Code example for finding similar documents based on embedding similarity:

Here's some Python code demonstrating how to find similar documents in our df_bills DataFrame based on a user query:

def cosine_similarity(a, b):
  """
  This function calculates the cosine similarity between two embedding vectors.
  """
  return np.dot(a, b) / (np.linalg.norm(a) * np.linalg.norm(b))

def get_embedding(text, model="text-embedding-ada-002"):
  """
  This function retrieves the embedding for a given text using the specified model.
  """
  # Code to call Azure OpenAI API for embedding generation

def search_docs(df, user_query, top_n=4, to_print=True):
  """
  This function searches for documents in the DataFrame based on user query similarity.
  """
  # 1. Get the embedding for the user query
  embedding = get_embedding(user_query)

  # 2. Calculate cosine similarity between the query embedding and each document embedding
  df["similarities"] = df.ada_v2.apply(lambda x: cosine_similarity(x, embedding))

  # 3. Sort documents by similarity in descending order and return the top 'top_n' results
  res = df.sort_values("similarities", ascending=False).head(top_n)

  if to_print:
    print(res)

  return res

# Example usage: Find documents similar to the query "Can I get information on cable company tax revenue?"
user_query = "Can I get information on cable company tax revenue?"
res = search_docs(df_bills, user_query, top_n=4)

This code defines functions for calculating cosine similarity and retrieving document embeddings.
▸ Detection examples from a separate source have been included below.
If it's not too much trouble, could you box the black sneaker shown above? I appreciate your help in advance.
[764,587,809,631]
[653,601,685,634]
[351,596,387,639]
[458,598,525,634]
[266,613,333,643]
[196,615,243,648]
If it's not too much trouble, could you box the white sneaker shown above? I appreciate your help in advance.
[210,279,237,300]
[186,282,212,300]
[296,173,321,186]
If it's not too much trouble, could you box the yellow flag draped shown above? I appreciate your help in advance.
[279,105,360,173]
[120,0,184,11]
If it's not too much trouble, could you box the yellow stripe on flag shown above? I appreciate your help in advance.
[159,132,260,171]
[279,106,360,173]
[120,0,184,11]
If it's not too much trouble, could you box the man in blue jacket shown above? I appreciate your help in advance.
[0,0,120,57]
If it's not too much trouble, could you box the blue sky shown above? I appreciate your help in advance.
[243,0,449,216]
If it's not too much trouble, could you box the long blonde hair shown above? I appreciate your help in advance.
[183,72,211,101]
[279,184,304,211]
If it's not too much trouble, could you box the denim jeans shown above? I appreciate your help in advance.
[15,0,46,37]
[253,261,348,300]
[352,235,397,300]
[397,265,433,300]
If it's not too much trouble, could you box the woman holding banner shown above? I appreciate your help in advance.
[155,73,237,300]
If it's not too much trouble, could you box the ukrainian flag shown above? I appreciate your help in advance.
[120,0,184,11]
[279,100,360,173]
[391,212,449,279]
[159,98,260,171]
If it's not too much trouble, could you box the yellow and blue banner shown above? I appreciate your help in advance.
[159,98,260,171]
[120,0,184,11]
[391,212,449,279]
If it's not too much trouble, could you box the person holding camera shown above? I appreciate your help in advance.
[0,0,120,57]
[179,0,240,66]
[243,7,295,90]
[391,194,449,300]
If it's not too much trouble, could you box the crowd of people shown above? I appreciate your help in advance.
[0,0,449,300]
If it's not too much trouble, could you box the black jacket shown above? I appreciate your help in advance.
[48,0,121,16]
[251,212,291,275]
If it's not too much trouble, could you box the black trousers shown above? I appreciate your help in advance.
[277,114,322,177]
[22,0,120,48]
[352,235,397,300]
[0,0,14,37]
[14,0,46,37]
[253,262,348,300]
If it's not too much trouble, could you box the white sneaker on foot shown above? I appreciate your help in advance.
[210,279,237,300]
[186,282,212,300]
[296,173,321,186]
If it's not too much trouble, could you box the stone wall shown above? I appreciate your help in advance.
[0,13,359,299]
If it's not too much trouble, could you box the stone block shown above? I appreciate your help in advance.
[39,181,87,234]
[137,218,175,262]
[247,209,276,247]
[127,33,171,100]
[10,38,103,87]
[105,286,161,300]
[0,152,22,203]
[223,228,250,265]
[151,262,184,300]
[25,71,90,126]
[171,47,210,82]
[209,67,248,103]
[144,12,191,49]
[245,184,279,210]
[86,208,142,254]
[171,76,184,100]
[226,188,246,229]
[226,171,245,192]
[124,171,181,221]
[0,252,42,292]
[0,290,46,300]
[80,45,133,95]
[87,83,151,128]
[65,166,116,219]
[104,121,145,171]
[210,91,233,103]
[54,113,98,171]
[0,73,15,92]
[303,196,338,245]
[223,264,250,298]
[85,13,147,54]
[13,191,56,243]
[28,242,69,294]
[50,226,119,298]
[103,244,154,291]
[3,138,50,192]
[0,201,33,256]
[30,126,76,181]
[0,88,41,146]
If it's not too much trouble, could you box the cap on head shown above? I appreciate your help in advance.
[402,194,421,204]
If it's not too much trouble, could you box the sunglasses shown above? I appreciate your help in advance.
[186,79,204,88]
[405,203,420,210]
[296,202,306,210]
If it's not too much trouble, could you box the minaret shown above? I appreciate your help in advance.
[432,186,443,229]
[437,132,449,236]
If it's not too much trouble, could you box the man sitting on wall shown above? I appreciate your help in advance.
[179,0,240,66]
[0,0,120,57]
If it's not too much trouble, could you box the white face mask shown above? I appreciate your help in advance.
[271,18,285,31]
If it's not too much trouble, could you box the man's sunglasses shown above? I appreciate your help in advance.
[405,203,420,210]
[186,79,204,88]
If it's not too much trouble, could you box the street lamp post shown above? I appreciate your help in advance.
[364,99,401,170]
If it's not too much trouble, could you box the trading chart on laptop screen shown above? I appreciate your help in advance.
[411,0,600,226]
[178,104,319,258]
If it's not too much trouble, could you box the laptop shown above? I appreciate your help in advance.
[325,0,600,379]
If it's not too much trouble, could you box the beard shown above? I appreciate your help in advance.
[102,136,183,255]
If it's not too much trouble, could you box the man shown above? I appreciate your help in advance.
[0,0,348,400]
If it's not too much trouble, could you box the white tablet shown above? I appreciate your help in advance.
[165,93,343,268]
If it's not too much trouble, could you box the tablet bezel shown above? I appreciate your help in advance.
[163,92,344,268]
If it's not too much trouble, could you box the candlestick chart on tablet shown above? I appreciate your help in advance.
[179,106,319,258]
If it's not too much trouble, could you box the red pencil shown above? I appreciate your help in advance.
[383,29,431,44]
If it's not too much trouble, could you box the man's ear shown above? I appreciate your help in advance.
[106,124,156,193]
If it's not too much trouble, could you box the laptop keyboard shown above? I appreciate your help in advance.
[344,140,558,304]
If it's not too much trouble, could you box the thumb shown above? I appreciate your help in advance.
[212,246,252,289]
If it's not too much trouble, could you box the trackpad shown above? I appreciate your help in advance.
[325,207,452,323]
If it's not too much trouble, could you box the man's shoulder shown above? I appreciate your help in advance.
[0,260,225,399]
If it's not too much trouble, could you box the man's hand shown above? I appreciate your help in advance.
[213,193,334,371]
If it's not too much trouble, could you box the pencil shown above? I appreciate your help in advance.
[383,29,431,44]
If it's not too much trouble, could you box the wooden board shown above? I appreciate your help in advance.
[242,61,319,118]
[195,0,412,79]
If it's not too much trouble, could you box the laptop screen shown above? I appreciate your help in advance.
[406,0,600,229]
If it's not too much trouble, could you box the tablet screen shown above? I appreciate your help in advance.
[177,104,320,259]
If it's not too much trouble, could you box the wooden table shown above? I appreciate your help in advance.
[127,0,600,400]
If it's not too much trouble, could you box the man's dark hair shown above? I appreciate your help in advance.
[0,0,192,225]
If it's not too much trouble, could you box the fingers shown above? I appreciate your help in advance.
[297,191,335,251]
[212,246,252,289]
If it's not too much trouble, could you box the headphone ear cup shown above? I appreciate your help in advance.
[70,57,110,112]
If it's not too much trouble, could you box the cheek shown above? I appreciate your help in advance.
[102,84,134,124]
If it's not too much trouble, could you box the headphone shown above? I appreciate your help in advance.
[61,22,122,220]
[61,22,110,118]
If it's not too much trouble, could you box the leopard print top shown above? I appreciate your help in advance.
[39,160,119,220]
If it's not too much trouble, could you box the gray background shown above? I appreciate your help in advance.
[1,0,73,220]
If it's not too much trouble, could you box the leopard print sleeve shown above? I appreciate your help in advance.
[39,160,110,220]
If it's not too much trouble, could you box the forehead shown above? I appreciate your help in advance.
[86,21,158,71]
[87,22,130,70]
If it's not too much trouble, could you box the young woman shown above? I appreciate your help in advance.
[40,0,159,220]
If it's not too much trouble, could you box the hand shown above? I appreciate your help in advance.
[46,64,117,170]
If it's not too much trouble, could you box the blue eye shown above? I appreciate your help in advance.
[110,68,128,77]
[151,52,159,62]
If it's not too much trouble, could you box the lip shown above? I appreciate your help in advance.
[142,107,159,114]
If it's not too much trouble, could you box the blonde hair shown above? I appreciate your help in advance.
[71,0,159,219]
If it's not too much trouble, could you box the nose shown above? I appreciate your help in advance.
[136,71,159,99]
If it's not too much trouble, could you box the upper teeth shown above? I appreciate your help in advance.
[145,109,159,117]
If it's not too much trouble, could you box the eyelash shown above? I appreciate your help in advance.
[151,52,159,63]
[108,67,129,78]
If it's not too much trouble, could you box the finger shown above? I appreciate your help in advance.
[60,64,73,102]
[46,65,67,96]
The search_docs function takes a user query, searches for similar documents in the DataFrame based on embedding similarity, and returns the top results.

Other Potential Applications:

Embeddings have a wide range of applications beyond document search. Here are a few examples:

Text Classification: Embeddings classify text documents into predefined categories, such as sentiment analysis (positive or negative reviews) or topic modeling (identifying themes in a corpus).
Chatbots: Chatbots can leverage embeddings to understand the intent behind user queries and respond with more relevant and informative answers.
Machine Translation: Machine translation models can benefit from embeddings to capture the semantic meaning of text and generate more accurate and natural translations.

Conclusion

By now, you've gained a solid understanding of how to generate embeddings with Azure OpenAI. These embeddings bridge human language and machine comprehension, empowering AI applications to process and analyze text data. Azure OpenAI provides a user-friendly platform to generate embeddings for your specific needs. With its robust infrastructure and pre-trained models, Azure OpenAI streamlines the process, allowing you to focus on extracting valuable insights from your text data.